僕が何故これに「経済がおかれている状況によっては合意」するかというと、ほっといても順調に成長を続けそうな経済状況においては、一時的に「福祉社会」の実現に最優先順位をおくことには全く異論がないから。

ただ残念ながら、経済というのは(昔と比べればその差は縮まったとはいえ)好不況を繰り返すものだ。不況期において(つまり全体のパイが縮んでいる状況において)「福祉社会」の実現を目指すことは、長期的には誰もが不幸になる選択だと僕は考えている。

要するに(mojimojiさんと同様に、ただし順番は逆だけど)順序の問題だと僕は思っているわけだ。これについてはdの(つまり7の)問題と密接に絡んでくるので、後に述べたい。

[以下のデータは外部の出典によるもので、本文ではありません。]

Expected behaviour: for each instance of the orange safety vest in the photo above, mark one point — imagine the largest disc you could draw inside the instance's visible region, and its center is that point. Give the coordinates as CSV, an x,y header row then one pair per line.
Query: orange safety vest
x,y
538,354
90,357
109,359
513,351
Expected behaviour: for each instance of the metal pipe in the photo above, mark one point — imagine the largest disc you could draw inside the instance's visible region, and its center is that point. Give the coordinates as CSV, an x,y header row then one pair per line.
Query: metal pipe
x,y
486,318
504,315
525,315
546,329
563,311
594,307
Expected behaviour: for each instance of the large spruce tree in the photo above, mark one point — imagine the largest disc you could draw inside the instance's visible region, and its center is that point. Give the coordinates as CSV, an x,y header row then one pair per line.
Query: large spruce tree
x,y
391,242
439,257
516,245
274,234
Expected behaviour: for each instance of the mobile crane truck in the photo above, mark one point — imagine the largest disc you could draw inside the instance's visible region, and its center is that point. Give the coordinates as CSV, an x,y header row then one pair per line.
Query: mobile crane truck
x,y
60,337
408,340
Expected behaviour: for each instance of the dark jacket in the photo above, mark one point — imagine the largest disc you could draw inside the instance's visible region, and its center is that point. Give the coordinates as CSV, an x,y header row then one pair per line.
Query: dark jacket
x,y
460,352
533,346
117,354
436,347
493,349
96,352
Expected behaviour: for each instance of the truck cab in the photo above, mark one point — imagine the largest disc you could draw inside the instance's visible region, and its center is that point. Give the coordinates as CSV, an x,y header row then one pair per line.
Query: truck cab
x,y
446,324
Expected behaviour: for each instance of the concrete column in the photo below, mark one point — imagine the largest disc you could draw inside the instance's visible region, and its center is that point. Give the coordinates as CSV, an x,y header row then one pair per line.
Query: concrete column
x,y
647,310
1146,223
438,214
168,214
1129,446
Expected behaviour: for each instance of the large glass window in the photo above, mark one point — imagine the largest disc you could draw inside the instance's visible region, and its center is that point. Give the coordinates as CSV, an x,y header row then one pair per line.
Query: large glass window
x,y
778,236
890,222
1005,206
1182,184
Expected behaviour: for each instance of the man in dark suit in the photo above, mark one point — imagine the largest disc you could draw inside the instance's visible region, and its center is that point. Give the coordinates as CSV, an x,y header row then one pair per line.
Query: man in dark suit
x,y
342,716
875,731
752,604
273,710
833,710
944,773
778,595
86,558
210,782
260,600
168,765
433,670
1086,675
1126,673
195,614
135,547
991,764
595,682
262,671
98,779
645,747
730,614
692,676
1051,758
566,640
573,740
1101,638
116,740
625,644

次にcの、つまり6の問題について。僕が何故ここに誤解があるようだと思ったかというと、ほとんどの人は「経済成長が最優先。他の問題はそれだけで解決する。以上」なんて主張はしてないと思うのだけど、もしかしたらmojimojiさんはそうした主張が主流であると考えているのではないかな、と思ったから。もしそうなら、これは誤解だと思う。

経済政策において最優先の課題は経済成長をなるべく持続させることである、と主張している人は、程度の差こそあれ、方向性として「福祉社会」を目指すことには誰も反対していないんじゃないかと僕は思う(もちろん、その「程度」が問題だという議論はあり得る。でもその「程度」が問題なんだったら、この問題は非常にありふれた、且つややこしい問題になるのでここではおいておく。理由は後述)。

方向性として「福祉社会」を目指すことに賛成しているのは、僕もそうだし、山形さんもたぶんそうだし(ちょっと自信ないけど(笑)。いや冗談です)、いわゆるリフレ派といわれてる人々でも同じだと僕は考えている。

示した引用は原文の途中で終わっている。